The revenue act was not contrived as an arm of the law to enforce State criminal statutes by augmenting the punishment which the State inflicts. In some instances, where Congress sought to use a taxing act to accomplish a nontaxing purpose, the attempt has failed. Hill v. Wallace, 259 U. S. 44; Bailey v. Drexel Furniture Co., 259 U. S. 20. Cf. Lipke v. Lederer, 259 U. S. 557. And there is added reason for such a rule in respect of a local statute growing out of the economic policy of a State.

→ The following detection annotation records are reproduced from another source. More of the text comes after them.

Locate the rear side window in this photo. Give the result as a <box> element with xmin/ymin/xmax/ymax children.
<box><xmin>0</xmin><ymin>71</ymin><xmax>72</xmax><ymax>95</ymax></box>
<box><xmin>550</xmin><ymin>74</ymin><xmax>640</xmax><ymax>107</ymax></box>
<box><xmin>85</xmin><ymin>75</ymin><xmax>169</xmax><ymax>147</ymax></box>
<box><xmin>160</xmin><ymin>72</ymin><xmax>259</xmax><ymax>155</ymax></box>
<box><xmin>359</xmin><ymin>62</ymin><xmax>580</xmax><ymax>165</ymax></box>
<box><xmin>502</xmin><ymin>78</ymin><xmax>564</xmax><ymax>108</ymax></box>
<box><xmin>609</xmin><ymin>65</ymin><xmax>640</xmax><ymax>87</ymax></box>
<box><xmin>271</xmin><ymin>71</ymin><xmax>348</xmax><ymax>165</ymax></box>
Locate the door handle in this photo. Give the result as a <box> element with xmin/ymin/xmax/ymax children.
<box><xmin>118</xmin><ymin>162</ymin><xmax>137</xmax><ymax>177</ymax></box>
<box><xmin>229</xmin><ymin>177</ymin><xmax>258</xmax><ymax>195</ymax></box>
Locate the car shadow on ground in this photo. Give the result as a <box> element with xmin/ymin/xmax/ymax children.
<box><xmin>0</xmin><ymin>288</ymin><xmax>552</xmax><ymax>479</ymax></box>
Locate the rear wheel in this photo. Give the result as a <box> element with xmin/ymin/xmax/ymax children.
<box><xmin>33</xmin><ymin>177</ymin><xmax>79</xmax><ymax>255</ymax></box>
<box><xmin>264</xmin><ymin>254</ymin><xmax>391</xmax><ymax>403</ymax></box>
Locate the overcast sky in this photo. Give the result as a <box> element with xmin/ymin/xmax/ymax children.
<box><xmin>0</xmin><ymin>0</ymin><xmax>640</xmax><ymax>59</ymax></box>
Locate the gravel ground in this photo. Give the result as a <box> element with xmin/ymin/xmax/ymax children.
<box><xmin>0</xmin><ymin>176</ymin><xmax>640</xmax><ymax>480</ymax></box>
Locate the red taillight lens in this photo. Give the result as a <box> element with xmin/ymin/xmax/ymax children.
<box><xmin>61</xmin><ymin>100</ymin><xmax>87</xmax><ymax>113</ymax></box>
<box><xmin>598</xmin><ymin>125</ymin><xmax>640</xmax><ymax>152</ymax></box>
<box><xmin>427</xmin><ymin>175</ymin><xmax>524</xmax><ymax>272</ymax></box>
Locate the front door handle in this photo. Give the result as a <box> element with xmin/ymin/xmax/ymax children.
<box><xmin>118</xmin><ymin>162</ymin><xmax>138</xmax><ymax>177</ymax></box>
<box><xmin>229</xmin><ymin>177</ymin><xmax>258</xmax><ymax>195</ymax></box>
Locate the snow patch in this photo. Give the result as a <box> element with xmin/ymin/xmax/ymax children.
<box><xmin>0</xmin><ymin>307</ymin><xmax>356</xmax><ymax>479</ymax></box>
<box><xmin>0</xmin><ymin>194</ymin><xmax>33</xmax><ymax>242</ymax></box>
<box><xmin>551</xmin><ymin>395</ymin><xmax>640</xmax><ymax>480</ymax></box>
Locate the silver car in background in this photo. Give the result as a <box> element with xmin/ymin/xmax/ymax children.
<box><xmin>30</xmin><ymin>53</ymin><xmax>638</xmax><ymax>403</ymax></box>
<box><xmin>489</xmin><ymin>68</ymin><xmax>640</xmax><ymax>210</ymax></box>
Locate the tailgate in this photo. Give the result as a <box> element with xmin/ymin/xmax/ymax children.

The statute was expressly designed to tax net income, irrespective of source. This has been held to permit a tax on income from prohibited occupations, United States v. Yuginovich,, 256 U. S. 450; United States v. Stafoff, 260 U. S. 477; United States v. Sullivan, 274 U. S. 259. While it is true that in the Sullivan case the court intimates a question as to the deductibility of bribes,* this falls short of authorizing a construction of the statute by which the tax would fall on something in excess of the net income expressly defined as the object of the levy. It is not necessary to consider whether Congress, had it so chosen, might have excluded these expenses from deductions, or imposed the tax upon a specially defined net income in respect of businesses founded on unlawful acts. See Steinberg v. United States, 14 Fed. (2d) 564. Sufficient that here Congress did not do so, but taxed only the net income which remained after deducting all ordinary and necessary expenses of carrying on the business. It did not shape its definition of income variously to conform to the different laws of the several States, Burk Waggoner v. Hopkins, 269 U. S. 110; Weiss v. Wiener, 279 U. S. 333; Eagan Estate, 17 B. T. A. 694. In my opinion, the entire amount of $7,510 was deductible.

Makquette agrees with this dissent.

Sarah Backer, 1 B. T. A. 214; Norvin R. Lindheim, 2 B. T. A. 229; John Stephens, 2 B. T. A. 724; Columhus Bread Co., 4 B. T. A. 1126; Great Northern Ry. Co., 8 B. T. A. 225; Wolf Manufacturing Co., 10 B. T. A. 1161; George L. Rickard, 12 B. T. A. 836; Atlantic Terra Cotta Co., 13 B. T. A. 1289.